Vous les avez peut-être vu passer. Sur les réseaux sociaux, des offres circulent pour vous proposer d’intervenir sur votre compteur Linky. Ces dernières promettent de réduire votre consommation d’électricité de 60 %, voire même davantage. Dans ces conditions, il peut être tentant de se lancer, mais c’est une très mauvaise idée comme l’a démontré Le Figaro dans une enquête consacrée à ce business illégal.
Des fraudeurs très présents sur les réseaux sociaux
Le journal n’a mis que quelques minutes pour trouver un compte Telegram qui propose cette opération sur Linky. Les prix proposés vont de 400 à 500 euros pour une intervention rapide (entre 15 et 20 minutes). Ces “artisans” peu regardants sur la légalité interviennent notamment dans les grandes villes de l’Ouest et du Nord-Est.
En contactant une quinzaine de ces services sur Snapchat et Telegram, le média français a obtenu une réponse très rapide. Ces acteurs peu scrupuleux semblent même avoir pignon sur rue et proposent d’intervenir dans des entreprises. Des formations pour apprendre à modifier soi-même les compteurs pour la modique somme de 1650 euros sont également vendues.
Contacté par Le Figaro, un des “électriciens” qui effectue ces opérations depuis 2020 a engrangé pas moins de 100 000 euros en quatre ans. Il affirme d’ailleurs que ces interventions sont sécurisées et s’engage à intervenir en cas de visite d’un agent Enedis pour que tout paraisse normal. Il soutient en outre qu’il n’y a aucun risque et que “c’est sûr à 100 %”.

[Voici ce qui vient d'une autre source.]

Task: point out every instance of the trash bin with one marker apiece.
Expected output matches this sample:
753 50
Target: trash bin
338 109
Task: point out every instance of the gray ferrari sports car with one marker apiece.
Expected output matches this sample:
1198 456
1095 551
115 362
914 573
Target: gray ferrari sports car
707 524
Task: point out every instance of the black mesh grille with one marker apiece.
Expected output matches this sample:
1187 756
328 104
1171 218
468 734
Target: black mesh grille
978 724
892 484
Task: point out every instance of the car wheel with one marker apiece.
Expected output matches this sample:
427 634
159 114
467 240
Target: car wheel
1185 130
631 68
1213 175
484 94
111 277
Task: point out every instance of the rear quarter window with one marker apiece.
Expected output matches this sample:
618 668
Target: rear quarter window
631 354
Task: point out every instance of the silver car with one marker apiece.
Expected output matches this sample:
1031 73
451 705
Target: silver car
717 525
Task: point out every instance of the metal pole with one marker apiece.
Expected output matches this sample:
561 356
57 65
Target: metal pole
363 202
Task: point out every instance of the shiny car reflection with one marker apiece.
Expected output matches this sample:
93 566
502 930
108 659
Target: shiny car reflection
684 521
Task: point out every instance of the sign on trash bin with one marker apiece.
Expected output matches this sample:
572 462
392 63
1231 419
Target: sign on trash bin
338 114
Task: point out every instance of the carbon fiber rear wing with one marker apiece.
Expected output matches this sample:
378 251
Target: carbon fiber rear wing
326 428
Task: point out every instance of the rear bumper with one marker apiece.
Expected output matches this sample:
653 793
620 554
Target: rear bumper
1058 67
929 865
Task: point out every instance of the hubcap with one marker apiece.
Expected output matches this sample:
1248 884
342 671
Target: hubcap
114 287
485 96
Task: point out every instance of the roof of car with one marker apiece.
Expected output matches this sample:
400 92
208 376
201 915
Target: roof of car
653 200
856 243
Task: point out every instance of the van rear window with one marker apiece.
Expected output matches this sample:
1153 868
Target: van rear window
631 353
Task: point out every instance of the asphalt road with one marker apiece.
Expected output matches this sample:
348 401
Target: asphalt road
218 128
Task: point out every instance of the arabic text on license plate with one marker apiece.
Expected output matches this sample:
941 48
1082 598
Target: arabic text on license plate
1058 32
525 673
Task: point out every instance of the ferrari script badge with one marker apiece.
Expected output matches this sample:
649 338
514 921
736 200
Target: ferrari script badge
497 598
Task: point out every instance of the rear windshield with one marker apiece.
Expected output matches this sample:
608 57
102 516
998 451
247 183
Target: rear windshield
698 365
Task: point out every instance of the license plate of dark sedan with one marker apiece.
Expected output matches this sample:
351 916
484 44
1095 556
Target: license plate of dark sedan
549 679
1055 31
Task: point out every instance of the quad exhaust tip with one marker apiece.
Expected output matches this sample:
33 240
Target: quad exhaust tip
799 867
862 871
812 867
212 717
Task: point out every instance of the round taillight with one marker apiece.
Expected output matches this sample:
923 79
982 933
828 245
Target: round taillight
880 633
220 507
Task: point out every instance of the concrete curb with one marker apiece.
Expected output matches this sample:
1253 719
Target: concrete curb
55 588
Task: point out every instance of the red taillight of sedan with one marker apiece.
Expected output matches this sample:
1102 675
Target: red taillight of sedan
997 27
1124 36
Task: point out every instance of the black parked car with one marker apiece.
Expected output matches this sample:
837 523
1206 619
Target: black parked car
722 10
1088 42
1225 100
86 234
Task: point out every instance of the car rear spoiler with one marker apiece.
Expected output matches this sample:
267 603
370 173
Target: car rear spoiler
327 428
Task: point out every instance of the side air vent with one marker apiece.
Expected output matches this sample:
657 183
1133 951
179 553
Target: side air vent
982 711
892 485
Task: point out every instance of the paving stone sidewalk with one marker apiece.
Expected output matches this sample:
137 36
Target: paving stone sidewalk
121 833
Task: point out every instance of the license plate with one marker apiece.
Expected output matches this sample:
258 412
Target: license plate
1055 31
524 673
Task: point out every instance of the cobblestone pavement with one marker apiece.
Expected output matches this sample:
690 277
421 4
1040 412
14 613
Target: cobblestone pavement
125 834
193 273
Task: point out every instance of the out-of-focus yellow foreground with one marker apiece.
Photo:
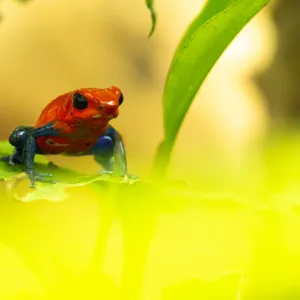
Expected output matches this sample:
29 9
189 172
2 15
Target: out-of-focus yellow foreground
232 234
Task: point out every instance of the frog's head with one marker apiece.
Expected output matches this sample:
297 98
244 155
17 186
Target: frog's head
96 105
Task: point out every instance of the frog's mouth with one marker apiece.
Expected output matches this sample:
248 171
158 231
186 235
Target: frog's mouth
105 116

Des risques très concrets si vous êtes repérés
Une version clairement contredite par la filiale d’EDF qui évoque des risques d’électrification et d’incendie. En avril dernier, nous rapportions déjà les propos d’Éric Salomon, directeur clients chez Enedis. Ce dernier soulignait : “Et dans un immeuble (lieu le plus propice à cette pratique, car la fraude est moins détectable dans les zones à forte densité), cela constitue aussi une mise en danger de la vie d’autrui. Il reste interdit d’ouvrir le capot du Linky”.
Il ajoutait :
Toute tentative de fraude est repérée grâce aux milliers de contrôleurs assermentés sur le terrain et aux 250 agents qui travaillent devant leur ordinateur grâce aux alertes et à l’intelligence artificielle. On détecte donc bien mieux les fraudes aujourd’hui qu’avant.
Et en cas de tricherie avérée, la justice pourra être saisie, tandis qu’un remboursement de l’électricité non payée sera exigé. Au pénal, les clients fraudeurs s’exposent par ailleurs à des amendes allant de 3000 à 6000 euros. De quoi y réfléchir à deux fois avant de prendre votre décision.